By Jonathon Van Maren
Doom: The Politics of Catastrophe, by Niall Ferguson (Penguin Press: 2021), 496 pages.
It is characteristic for conservative historian Niall Ferguson to have produced an exceptional history during a pandemic. Doom: The Politics of Catastrophe is a sweeping chronicle of global disasters large and small from the dawn of recorded history to the end of 2020; a detailed account not only of previous pandemics, but an embryonic analysis of the moment we are currently living through and “a diary of the plague half year.” For those seeking to ground themselves in historical context after the topsy-turvy events of the past year, Ferguson’s latest offering will prove invaluable.
Doom, Ferguson told me in an interview, is his attempt to induce us to self-awareness with regard to how we think about disasters. “I really would love to get people to think differently about things like disaster preparedness,” he said. “If I believe in anything it’s that history is a policy tool as well as a source of intellectual diversion, and although I don’t expect policymakers to read this book, there is a category of person whose job it is to read books for the policymakers and I honestly think this is an important book for those who have to think about disasters in any domain of public policy.”

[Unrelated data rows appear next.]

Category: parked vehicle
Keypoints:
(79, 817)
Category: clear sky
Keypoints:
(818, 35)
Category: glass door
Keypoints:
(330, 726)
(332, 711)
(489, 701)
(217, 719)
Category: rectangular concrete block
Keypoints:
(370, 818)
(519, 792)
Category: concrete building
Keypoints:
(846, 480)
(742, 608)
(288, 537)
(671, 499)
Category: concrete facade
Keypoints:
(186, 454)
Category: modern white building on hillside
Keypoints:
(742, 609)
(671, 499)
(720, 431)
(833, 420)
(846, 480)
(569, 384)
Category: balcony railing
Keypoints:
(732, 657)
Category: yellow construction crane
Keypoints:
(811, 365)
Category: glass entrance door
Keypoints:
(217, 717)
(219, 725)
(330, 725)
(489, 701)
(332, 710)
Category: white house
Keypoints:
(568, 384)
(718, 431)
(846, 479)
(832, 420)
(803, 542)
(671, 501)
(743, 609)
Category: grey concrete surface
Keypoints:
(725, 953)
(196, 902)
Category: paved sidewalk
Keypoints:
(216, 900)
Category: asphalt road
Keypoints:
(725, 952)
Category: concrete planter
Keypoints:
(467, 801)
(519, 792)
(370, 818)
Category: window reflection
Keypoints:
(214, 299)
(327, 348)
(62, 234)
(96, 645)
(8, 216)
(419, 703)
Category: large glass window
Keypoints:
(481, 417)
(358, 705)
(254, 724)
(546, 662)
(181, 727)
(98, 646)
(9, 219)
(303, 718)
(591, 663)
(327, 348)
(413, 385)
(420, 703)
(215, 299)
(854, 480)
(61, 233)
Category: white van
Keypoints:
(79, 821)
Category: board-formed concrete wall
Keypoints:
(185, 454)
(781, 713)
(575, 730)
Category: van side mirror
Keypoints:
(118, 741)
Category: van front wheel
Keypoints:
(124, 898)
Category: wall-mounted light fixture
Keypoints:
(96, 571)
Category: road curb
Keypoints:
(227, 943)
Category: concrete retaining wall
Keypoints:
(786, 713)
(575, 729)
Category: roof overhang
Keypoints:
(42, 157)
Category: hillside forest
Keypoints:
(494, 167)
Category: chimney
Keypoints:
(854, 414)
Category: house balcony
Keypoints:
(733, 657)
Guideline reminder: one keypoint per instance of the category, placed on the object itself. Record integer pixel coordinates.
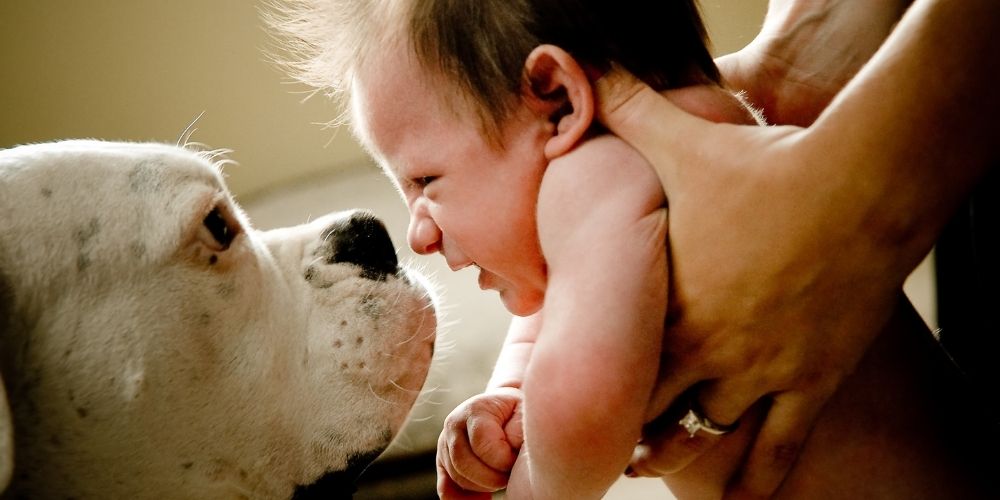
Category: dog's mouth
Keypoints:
(338, 485)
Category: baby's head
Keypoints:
(465, 102)
(478, 48)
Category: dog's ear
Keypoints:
(557, 87)
(6, 440)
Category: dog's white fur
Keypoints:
(141, 358)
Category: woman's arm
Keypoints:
(790, 244)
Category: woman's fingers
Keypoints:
(678, 438)
(663, 133)
(778, 444)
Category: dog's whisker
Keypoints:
(380, 398)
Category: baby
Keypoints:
(483, 115)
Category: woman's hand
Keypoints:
(774, 295)
(788, 245)
(806, 51)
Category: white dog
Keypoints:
(153, 345)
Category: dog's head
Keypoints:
(154, 344)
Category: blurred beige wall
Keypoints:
(144, 69)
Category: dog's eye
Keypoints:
(216, 224)
(424, 181)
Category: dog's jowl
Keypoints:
(154, 345)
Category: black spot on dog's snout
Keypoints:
(362, 239)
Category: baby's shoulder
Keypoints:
(602, 167)
(601, 177)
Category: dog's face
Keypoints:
(153, 344)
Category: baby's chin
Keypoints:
(521, 302)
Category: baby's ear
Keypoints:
(558, 88)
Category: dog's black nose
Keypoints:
(361, 239)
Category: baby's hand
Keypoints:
(479, 444)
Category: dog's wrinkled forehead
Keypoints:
(142, 168)
(130, 201)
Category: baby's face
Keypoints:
(469, 201)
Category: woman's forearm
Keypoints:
(916, 129)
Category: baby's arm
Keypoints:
(602, 228)
(482, 436)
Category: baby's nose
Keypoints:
(423, 235)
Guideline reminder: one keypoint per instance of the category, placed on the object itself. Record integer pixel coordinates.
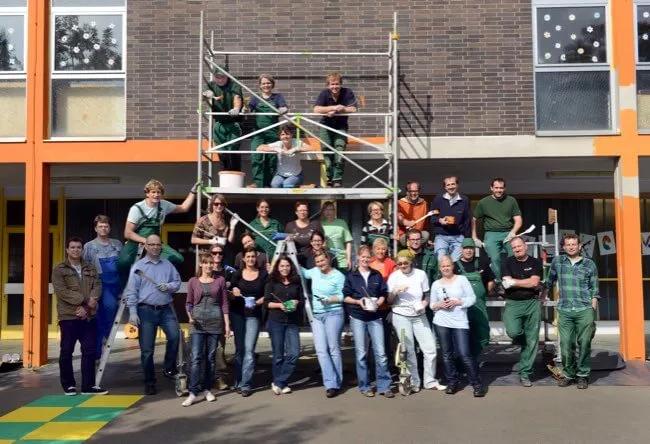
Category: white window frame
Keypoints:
(640, 66)
(17, 75)
(555, 67)
(87, 75)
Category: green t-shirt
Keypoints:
(338, 234)
(268, 231)
(497, 214)
(227, 94)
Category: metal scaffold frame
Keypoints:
(387, 190)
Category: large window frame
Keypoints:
(18, 74)
(577, 67)
(55, 75)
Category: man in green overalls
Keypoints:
(146, 218)
(226, 96)
(263, 166)
(479, 273)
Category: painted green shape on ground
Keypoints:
(16, 430)
(59, 401)
(89, 414)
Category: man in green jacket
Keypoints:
(577, 279)
(78, 289)
(501, 219)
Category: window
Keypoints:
(88, 66)
(572, 73)
(643, 65)
(13, 52)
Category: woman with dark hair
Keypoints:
(316, 246)
(302, 228)
(265, 225)
(212, 228)
(284, 299)
(208, 312)
(245, 313)
(327, 289)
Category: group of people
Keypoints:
(276, 162)
(434, 291)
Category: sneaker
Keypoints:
(480, 391)
(209, 396)
(191, 399)
(436, 386)
(96, 390)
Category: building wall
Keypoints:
(465, 66)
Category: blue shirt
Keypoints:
(324, 286)
(139, 290)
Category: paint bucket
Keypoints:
(231, 179)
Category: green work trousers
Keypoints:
(264, 166)
(495, 247)
(222, 133)
(334, 163)
(576, 328)
(521, 319)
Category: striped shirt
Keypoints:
(578, 282)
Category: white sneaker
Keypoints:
(191, 398)
(209, 396)
(436, 386)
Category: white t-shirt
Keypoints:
(288, 164)
(135, 216)
(417, 283)
(461, 289)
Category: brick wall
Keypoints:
(465, 66)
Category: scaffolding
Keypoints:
(383, 189)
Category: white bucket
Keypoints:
(231, 179)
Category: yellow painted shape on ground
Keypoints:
(78, 431)
(118, 401)
(33, 414)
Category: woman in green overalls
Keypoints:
(480, 276)
(263, 166)
(146, 218)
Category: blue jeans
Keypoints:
(285, 343)
(374, 329)
(327, 328)
(246, 330)
(204, 350)
(448, 245)
(287, 182)
(454, 343)
(150, 320)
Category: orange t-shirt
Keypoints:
(411, 211)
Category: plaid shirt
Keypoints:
(578, 283)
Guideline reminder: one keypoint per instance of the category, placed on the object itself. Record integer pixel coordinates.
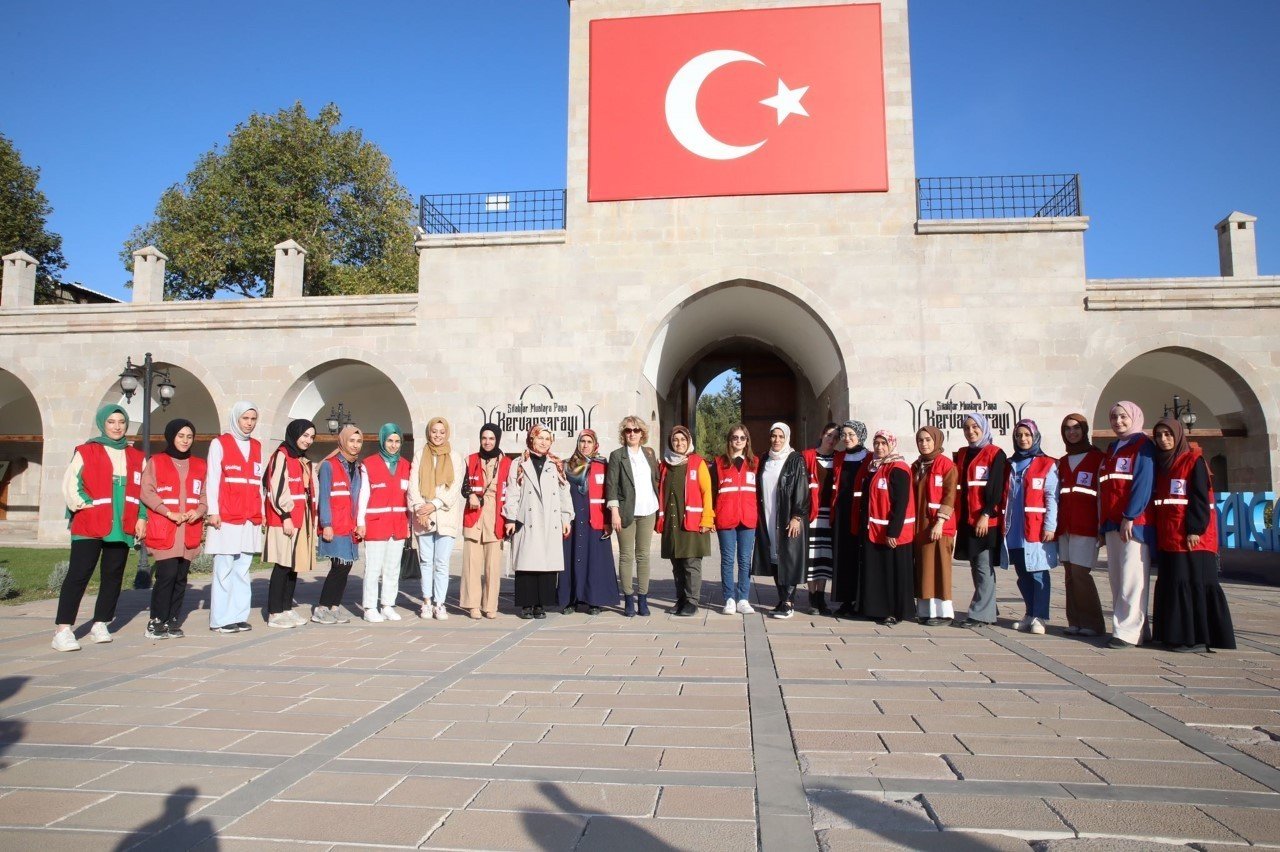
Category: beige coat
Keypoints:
(542, 505)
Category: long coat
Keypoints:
(540, 505)
(792, 497)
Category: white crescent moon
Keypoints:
(682, 105)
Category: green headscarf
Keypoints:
(100, 420)
(383, 434)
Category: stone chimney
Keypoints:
(1237, 246)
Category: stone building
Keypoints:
(830, 303)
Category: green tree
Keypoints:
(23, 214)
(286, 177)
(716, 413)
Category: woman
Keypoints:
(1191, 610)
(234, 494)
(481, 526)
(435, 499)
(103, 489)
(1078, 526)
(174, 495)
(1125, 481)
(341, 480)
(631, 497)
(291, 522)
(844, 589)
(888, 530)
(982, 470)
(784, 502)
(1031, 522)
(821, 463)
(539, 516)
(935, 477)
(685, 517)
(588, 576)
(736, 517)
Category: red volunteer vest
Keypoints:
(95, 520)
(693, 495)
(933, 495)
(1169, 504)
(387, 513)
(735, 500)
(475, 480)
(1078, 495)
(973, 481)
(1115, 480)
(878, 507)
(161, 531)
(240, 489)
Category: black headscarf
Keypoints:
(497, 449)
(170, 431)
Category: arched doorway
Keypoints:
(1230, 426)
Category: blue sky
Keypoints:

Ferguson begins, appropriately enough, with the inevitability facing all of us: death. As death in the West has become increasingly contained to sterile medical institutions, we face more fearfully the reality of mortality. Ferguson refers to religion as “magical thinking,” but it is significant and largely unremarked on that we no longer possess the collective metaphysical frameworks that once served to contextualize catastrophe. Not only is public faith in government receding; increasingly, the public itself has no faith to speak of. Conspiracy theories flourish in populations where everyone seeks to create their own truth; the internet has created an infinite number of tailor-made narrative possibilities.